Kael sat on the floor, his back against the stone wall. He said nothing. He remembered what the boy had said: "When you do nothing, the world stops asking for things."

After a long silence, Sari spoke.

- "My mother wants me to go to the mediators school. She says I have a talent for resolving conflicts."

- "And you don't want to?"

- "I don't know what I want."

Kael recognized that tone. It was the same tone he had used, so many cycles ago, when Lumea-Vorr told him his dissonant pulse wasn't an error.

- "When I was your age - he said - I didn't know either."

Sari looked up.

- "But you're Kael-Zhur. The Navigator of Contraduality. You always knew what to do."

Kael laughed. A short, almost bitter laugh.

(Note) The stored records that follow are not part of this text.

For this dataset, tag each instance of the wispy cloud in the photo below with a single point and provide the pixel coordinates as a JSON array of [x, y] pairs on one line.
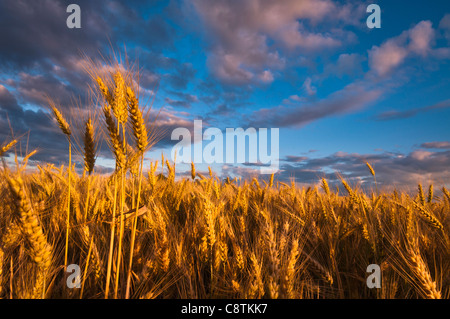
[[396, 115]]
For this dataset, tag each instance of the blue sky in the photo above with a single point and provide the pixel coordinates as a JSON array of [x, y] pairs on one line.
[[340, 93]]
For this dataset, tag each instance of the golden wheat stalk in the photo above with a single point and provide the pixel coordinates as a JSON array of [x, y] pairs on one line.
[[120, 103], [429, 217], [89, 147], [38, 247], [115, 141], [137, 121], [105, 91], [427, 287]]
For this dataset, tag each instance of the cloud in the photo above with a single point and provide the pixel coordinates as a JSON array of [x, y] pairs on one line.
[[346, 64], [351, 98], [393, 52], [243, 46], [396, 115], [392, 169], [444, 25], [439, 145]]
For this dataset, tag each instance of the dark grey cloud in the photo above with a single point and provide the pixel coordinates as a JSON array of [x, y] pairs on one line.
[[392, 169]]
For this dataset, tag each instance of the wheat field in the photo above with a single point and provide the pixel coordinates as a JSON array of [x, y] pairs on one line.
[[201, 236]]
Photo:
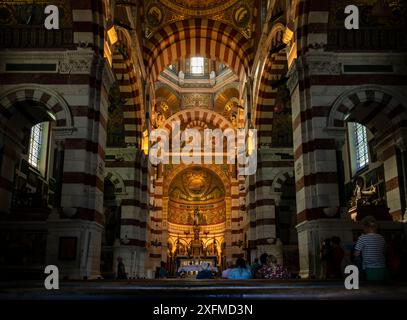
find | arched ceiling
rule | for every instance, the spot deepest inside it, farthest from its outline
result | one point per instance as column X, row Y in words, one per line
column 198, row 7
column 218, row 30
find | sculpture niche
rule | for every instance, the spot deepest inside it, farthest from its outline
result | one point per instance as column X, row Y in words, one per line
column 367, row 203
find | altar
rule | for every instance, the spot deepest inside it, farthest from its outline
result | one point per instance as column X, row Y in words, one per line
column 189, row 267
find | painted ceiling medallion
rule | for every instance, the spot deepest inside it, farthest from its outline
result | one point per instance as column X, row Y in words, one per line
column 198, row 7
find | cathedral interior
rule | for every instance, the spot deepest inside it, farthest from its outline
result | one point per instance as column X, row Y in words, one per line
column 80, row 106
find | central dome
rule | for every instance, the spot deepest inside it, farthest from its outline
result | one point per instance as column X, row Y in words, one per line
column 198, row 7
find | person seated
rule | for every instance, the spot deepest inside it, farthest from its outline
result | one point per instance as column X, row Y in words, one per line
column 272, row 270
column 205, row 272
column 241, row 271
column 226, row 272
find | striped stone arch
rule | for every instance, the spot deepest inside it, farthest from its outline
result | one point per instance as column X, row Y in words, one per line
column 280, row 179
column 275, row 68
column 370, row 105
column 214, row 168
column 49, row 98
column 117, row 180
column 198, row 114
column 203, row 37
column 130, row 88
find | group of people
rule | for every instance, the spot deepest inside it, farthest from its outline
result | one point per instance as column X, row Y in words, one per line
column 267, row 269
column 369, row 254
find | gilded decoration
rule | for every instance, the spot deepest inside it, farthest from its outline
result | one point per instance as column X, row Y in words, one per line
column 197, row 100
column 198, row 7
column 196, row 188
column 238, row 13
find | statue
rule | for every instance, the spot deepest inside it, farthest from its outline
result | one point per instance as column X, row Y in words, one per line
column 367, row 203
column 363, row 197
column 196, row 217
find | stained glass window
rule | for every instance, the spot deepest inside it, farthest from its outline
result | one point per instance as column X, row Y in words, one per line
column 197, row 65
column 361, row 146
column 34, row 155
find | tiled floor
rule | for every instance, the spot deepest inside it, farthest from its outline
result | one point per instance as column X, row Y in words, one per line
column 198, row 289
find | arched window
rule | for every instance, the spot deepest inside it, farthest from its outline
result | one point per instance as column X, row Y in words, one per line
column 38, row 150
column 197, row 66
column 359, row 147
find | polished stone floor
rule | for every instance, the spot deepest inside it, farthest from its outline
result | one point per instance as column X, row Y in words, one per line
column 183, row 290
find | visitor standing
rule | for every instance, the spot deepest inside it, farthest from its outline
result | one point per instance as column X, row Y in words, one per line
column 371, row 246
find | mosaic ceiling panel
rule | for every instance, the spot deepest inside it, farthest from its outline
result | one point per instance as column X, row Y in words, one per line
column 238, row 13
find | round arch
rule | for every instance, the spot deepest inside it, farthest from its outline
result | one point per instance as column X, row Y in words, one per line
column 198, row 114
column 204, row 37
column 367, row 105
column 51, row 99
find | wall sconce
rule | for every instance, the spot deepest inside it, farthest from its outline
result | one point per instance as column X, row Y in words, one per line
column 112, row 35
column 288, row 33
column 125, row 240
column 238, row 243
column 156, row 243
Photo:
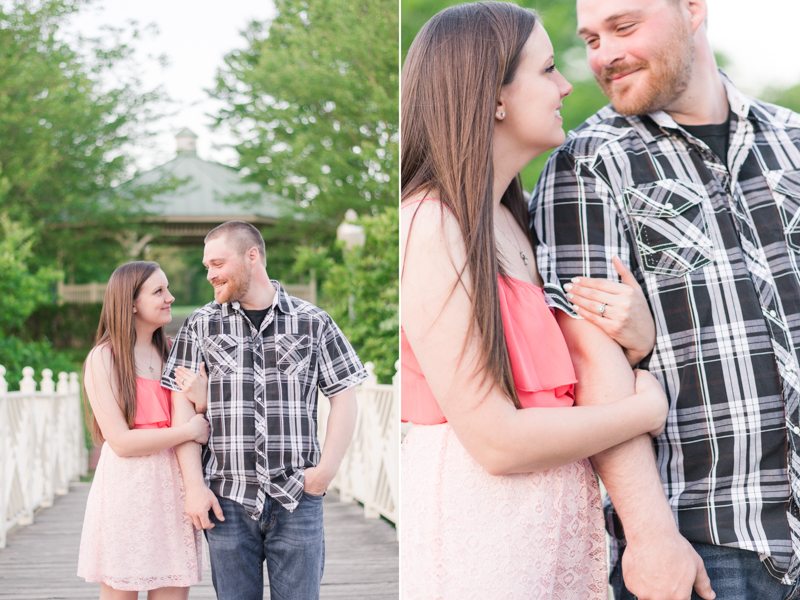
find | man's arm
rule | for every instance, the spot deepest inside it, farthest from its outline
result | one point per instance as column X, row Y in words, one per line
column 199, row 499
column 339, row 433
column 658, row 562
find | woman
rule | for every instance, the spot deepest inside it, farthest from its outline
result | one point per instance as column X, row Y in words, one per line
column 136, row 535
column 497, row 502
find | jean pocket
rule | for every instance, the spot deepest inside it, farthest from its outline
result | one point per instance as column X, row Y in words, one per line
column 222, row 351
column 670, row 226
column 785, row 186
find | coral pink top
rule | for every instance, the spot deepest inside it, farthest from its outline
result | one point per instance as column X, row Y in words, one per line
column 540, row 362
column 153, row 404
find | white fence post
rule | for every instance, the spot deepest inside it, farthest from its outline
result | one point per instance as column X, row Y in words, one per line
column 369, row 472
column 38, row 439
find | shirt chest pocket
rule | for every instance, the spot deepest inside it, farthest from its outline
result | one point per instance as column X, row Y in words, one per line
column 223, row 352
column 785, row 186
column 292, row 353
column 670, row 226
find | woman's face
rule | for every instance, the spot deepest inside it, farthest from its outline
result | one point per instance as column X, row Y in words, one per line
column 153, row 305
column 531, row 102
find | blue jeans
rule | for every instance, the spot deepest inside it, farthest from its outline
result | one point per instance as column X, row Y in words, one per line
column 735, row 575
column 292, row 543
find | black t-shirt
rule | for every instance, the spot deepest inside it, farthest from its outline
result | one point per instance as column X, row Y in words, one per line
column 256, row 316
column 714, row 136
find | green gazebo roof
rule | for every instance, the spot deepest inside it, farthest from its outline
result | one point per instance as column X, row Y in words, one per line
column 202, row 198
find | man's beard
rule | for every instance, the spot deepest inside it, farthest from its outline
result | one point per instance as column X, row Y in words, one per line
column 668, row 77
column 237, row 287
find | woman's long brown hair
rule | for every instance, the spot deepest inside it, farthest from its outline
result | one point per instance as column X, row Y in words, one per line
column 450, row 85
column 118, row 333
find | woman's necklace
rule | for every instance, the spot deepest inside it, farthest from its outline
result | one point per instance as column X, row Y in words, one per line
column 514, row 241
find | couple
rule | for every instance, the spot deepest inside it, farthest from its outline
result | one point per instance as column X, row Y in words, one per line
column 257, row 487
column 694, row 186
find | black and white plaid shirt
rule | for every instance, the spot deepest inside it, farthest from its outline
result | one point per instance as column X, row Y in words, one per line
column 716, row 249
column 262, row 393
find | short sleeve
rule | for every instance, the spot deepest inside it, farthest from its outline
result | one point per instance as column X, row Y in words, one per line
column 186, row 352
column 575, row 221
column 339, row 365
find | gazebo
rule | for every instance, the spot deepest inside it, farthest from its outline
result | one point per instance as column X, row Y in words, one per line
column 185, row 214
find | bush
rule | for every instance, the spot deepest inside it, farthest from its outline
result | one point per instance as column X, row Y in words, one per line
column 15, row 354
column 66, row 326
column 368, row 273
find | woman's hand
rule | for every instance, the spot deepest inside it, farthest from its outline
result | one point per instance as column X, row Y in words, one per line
column 651, row 391
column 626, row 316
column 198, row 429
column 194, row 385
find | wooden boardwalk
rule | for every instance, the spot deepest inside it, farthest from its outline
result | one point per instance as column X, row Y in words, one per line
column 40, row 560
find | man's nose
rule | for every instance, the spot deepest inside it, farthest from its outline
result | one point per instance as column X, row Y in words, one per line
column 609, row 52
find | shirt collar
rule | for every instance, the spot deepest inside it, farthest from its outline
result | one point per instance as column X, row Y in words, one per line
column 281, row 300
column 739, row 103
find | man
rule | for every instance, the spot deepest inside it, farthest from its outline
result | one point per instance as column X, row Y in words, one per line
column 697, row 187
column 262, row 472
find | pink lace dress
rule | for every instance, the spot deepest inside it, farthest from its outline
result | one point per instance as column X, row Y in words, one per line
column 467, row 534
column 135, row 533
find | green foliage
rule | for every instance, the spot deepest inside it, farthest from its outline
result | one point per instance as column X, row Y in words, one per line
column 66, row 326
column 789, row 97
column 313, row 100
column 15, row 354
column 64, row 133
column 370, row 274
column 21, row 290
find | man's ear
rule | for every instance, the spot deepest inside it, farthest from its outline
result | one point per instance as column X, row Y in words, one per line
column 698, row 12
column 500, row 110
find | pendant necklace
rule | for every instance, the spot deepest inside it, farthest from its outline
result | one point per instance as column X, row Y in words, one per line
column 514, row 241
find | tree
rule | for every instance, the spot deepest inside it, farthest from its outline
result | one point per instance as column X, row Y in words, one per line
column 64, row 131
column 313, row 101
column 361, row 290
column 21, row 291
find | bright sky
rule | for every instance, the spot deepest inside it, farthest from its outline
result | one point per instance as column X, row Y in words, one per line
column 759, row 38
column 194, row 35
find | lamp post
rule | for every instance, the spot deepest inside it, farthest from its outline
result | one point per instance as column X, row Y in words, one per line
column 353, row 236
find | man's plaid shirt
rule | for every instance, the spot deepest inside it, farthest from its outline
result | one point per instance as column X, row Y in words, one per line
column 262, row 393
column 716, row 249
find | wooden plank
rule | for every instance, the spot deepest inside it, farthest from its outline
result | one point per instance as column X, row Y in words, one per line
column 41, row 559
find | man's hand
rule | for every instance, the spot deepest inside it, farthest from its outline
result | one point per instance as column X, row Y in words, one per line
column 199, row 501
column 664, row 567
column 317, row 480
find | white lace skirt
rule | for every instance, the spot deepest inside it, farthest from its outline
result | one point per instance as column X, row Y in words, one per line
column 466, row 534
column 136, row 535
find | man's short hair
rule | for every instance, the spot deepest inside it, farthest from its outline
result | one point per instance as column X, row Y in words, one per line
column 242, row 236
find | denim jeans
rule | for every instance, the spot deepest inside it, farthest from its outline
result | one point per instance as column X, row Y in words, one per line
column 292, row 543
column 735, row 575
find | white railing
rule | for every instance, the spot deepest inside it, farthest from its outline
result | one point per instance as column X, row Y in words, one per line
column 370, row 471
column 42, row 446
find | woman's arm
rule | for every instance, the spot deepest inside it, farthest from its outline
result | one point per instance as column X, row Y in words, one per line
column 626, row 317
column 101, row 390
column 194, row 386
column 436, row 319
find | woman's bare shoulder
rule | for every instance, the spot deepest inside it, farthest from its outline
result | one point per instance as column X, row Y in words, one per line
column 100, row 357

- "I didn't know anything. I heard beats that weren't mine. My symbiote didn't align with me. I thought I was broken. I thought I was a mistake."

- "And what changed?"

Kael thought for a moment.

- "Someone told me I wasn't broken. That my difference wasn't a flaw. That I could exist as I was, even if it bothered the system."

Sari was silent.

- "There's no rush - Kael continued." - "You don't have to decide today. You don't have to decide this cycle. The world won't end if you wait."

- "But what if I wait too long and miss the chance?"

Kael looked at the stone where she sat. He recognized the grooves in the surface with marks of someone who had spent a lot of time there, doing nothing, letting the world stop asking for things.

- "The chances that matter - he said - don't disappear. They wait."

Sari didn't answer. But her shoulders relaxed a little.

When Kael brought her back home, Yallin received them at the door. She didn't ask anything. She just hugged her daughter, and over Sari's shoulder, she met Kael's eyes.

- "Thank you - she mouthed, soundlessly."

Kael nodded.

That night, when he returned to his quarters, he realized something: he had learned one more name. Not to analyze. Just to know.